Cellular and Molecular Neurobiology Laboratory, Department of Life Science and Bioinformatics, Assam University, Silchar, Assam, India.
Curr Top Med Chem. 2020;20(13):1154-1168. doi: 10.2174/1568026620666200416090820.
The occurrence of secondary neurodegeneration has exclusively been observed after the first incidence of stroke. In humans and rodents, post-stroke secondary neurodegeneration (SND) is an inevitable event that can lead to progressive neuronal loss at a region distant to initial infarct. SND can lead to cognitive and motor function impairment, finally causing dementia. The exact pathophysiology of the event is yet to be explored. It is seen that the thalami, in particular, are susceptible to cause SND. The reason behind this is because the thalamus functioning as the relay center and is positioned as an interlocked structure with direct synaptic signaling connection with the cortex. As SND proceeds, accumulation of misfolded proteins and microglial activation are seen in the thalamus. This leads to increased neuronal loss and worsening of functional and cognitive impairment.

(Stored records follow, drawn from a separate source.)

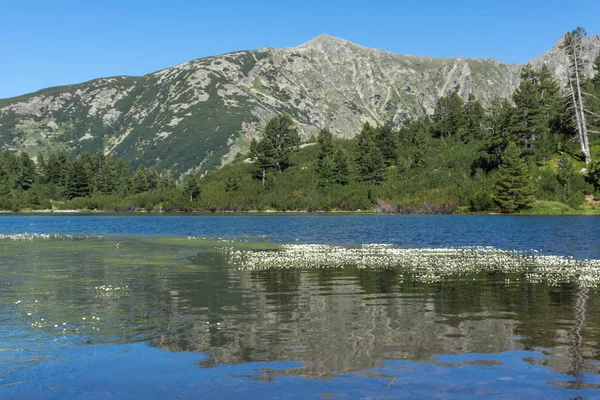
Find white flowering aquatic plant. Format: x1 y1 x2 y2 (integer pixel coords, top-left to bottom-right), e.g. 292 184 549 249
220 244 600 287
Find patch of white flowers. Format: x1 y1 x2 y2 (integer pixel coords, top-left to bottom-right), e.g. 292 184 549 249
0 233 102 241
221 244 600 286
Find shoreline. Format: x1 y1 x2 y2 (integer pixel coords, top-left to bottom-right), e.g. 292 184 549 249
0 209 600 216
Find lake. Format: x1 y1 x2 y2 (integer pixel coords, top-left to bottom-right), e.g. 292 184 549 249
0 214 600 399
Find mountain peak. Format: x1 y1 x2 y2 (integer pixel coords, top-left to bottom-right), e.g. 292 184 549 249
296 34 356 49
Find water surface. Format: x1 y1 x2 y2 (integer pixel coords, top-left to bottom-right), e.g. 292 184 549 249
0 215 600 399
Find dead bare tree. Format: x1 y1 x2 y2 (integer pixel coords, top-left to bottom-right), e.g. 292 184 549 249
561 27 592 165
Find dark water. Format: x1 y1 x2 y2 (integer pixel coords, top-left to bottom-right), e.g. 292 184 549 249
0 216 600 399
0 214 600 258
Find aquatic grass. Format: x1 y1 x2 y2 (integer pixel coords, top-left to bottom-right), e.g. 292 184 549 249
221 244 600 287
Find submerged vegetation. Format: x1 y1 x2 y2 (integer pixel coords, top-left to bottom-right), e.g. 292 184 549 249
0 45 600 213
222 244 600 287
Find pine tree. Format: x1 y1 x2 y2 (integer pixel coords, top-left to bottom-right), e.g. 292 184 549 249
357 135 385 185
513 65 546 149
376 124 398 166
461 94 485 142
333 148 350 185
250 115 300 185
17 151 36 190
184 174 200 202
561 27 592 165
431 92 465 139
131 165 150 193
494 142 533 212
317 129 335 187
65 158 90 200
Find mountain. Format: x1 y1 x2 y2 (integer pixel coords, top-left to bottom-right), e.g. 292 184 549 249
0 35 600 174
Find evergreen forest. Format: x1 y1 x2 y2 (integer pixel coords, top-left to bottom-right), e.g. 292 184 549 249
0 49 600 213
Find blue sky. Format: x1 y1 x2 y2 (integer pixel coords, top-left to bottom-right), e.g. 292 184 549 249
0 0 600 98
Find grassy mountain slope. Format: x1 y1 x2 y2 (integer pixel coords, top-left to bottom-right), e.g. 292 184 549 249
0 35 600 173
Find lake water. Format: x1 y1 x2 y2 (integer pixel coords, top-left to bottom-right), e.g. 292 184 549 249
0 214 600 399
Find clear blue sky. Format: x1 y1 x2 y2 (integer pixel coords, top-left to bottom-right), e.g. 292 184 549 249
0 0 600 98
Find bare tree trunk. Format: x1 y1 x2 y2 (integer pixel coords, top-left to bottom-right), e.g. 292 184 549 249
573 39 592 165
561 28 592 165
569 286 589 376
569 77 587 164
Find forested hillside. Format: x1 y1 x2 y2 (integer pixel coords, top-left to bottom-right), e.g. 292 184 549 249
0 30 600 178
0 47 600 213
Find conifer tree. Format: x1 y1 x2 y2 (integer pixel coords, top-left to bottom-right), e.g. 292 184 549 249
17 151 36 190
494 142 533 212
333 147 350 185
561 27 592 165
317 129 335 187
184 174 200 202
432 92 465 139
461 93 485 142
250 115 300 185
65 158 90 200
376 124 398 166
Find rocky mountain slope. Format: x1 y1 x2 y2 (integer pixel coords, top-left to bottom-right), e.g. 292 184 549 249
0 35 600 173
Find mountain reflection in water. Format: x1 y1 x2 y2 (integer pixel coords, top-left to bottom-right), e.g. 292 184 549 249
0 237 600 392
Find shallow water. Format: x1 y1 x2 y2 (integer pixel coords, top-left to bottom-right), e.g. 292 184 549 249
0 216 600 399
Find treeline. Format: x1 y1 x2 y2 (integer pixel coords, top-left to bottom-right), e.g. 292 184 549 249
0 38 600 213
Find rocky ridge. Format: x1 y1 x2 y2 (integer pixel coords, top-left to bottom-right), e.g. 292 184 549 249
0 35 600 173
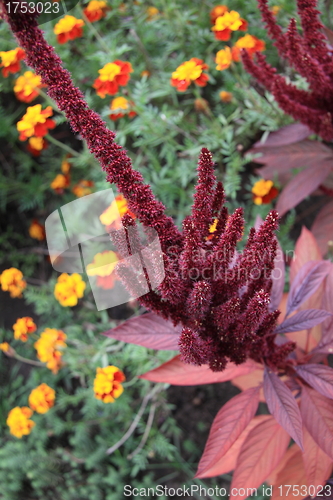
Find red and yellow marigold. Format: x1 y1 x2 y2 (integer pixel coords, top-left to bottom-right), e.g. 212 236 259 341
13 316 37 342
170 57 209 92
231 34 265 62
53 15 84 43
14 71 45 102
109 97 136 121
54 273 86 307
252 179 279 205
0 267 27 298
215 47 232 71
6 406 35 438
34 328 67 374
83 0 109 23
29 219 45 241
86 250 119 290
99 194 135 229
27 137 48 156
29 383 55 413
72 179 95 198
0 48 25 78
211 10 247 42
93 59 133 99
94 365 126 403
16 104 56 141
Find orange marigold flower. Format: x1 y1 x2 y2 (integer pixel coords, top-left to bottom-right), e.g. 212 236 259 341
83 0 110 23
146 7 160 20
54 273 86 307
94 365 126 403
211 10 247 42
99 194 135 229
0 267 27 298
210 5 229 24
34 328 67 374
252 179 279 205
16 104 56 141
72 179 95 198
14 71 46 102
0 342 10 352
109 97 136 121
215 47 232 71
93 59 133 99
6 406 35 438
170 57 209 92
53 15 84 43
27 137 48 156
13 316 37 342
29 219 45 241
50 174 70 194
0 48 25 78
231 34 265 62
86 250 119 290
29 384 55 413
220 90 233 102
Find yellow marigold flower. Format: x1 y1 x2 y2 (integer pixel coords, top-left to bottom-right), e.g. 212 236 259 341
34 328 67 374
29 219 45 241
252 179 279 205
50 174 70 194
16 104 56 141
146 7 160 20
211 10 243 31
53 15 84 43
94 365 126 403
170 57 209 92
220 90 233 102
83 0 109 23
0 342 10 352
54 273 86 307
0 267 27 298
271 5 281 16
13 316 37 342
99 194 135 229
72 179 95 198
215 47 232 71
210 5 229 24
14 71 45 102
29 384 55 413
6 406 35 438
0 47 25 78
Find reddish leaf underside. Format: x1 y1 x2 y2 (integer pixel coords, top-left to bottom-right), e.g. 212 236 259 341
301 386 333 460
276 158 333 217
230 417 290 500
303 427 333 491
140 356 256 385
195 387 259 477
196 415 271 477
264 368 303 449
296 363 333 399
102 313 181 351
253 123 313 149
311 201 333 255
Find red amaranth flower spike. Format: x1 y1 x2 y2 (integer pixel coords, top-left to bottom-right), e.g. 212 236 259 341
4 0 294 371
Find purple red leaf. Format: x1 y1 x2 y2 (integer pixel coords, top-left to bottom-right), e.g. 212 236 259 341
102 313 181 351
264 368 303 449
295 363 333 399
140 356 256 385
230 417 290 500
196 387 260 477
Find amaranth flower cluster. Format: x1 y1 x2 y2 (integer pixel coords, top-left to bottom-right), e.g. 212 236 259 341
4 1 294 371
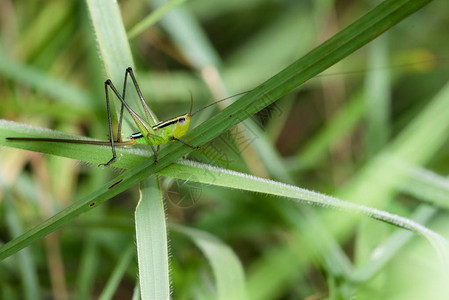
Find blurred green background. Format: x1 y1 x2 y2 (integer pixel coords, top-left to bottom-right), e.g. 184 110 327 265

There is a necessity of specific interventions to prevent post-stroke SND, which are not properly investigated to date owing to sparsely reproducible pre-clinical and clinical data. The basis of this review is to investigate about post-stroke SND and its updated treatment approaches carefully.
Our article presents a detailed survey of advances in studies on stroke-induced secondary neurodegeneration (SND) and its treatment.
This article aims to put forward the pathophysiology of SND. We have also tabulated the latest treatment approaches along with different neuroimaging systems that will be helpful for future reference to explore.
In this article, we have reviewed the available reports on SND pathophysiology, detection techniques, and possible treatment modalities that have not been attempted to date.
继发性神经退行性变仅在首次中风后发生。在人类和啮齿动物中,中风后继发性神经退行性变(SND)是一种不可避免的事件,可导致初始梗死灶远处的神经元进行性丧失。SND 可导致认知和运动功能障碍,最终导致痴呆。该事件的确切病理生理学尚未被探索。可以看到,特别是丘脑,容易引起 SND。背后的原因是丘脑作为中继中心,与大脑皮层直接通过突触信号连接,形成联锁结构。随着 SND 的进展,在丘脑内可以看到错误折叠蛋白的积累和小胶质细胞的激活。这导致神经元丢失增加,功能和认知障碍恶化。
需要有针对 SND 的特定干预措施,但迄今为止,由于临床前和临床数据的重复性较差,这些干预措施尚未得到充分研究。本综述的基础是仔细研究中风后 SND 及其更新的治疗方法。
我们的文章详细调查了关于中风诱导的继发性神经退行性变(SND)及其治疗的研究进展。
本文旨在提出 SND 的病理生理学。我们还列出了最新的治疗方法以及不同的神经影像学系统,这将有助于未来的研究。
在本文中,我们回顾了关于 SND 病理生理学、检测技术和可能的治疗方法的现有报告,这些方法迄今为止尚未尝试过。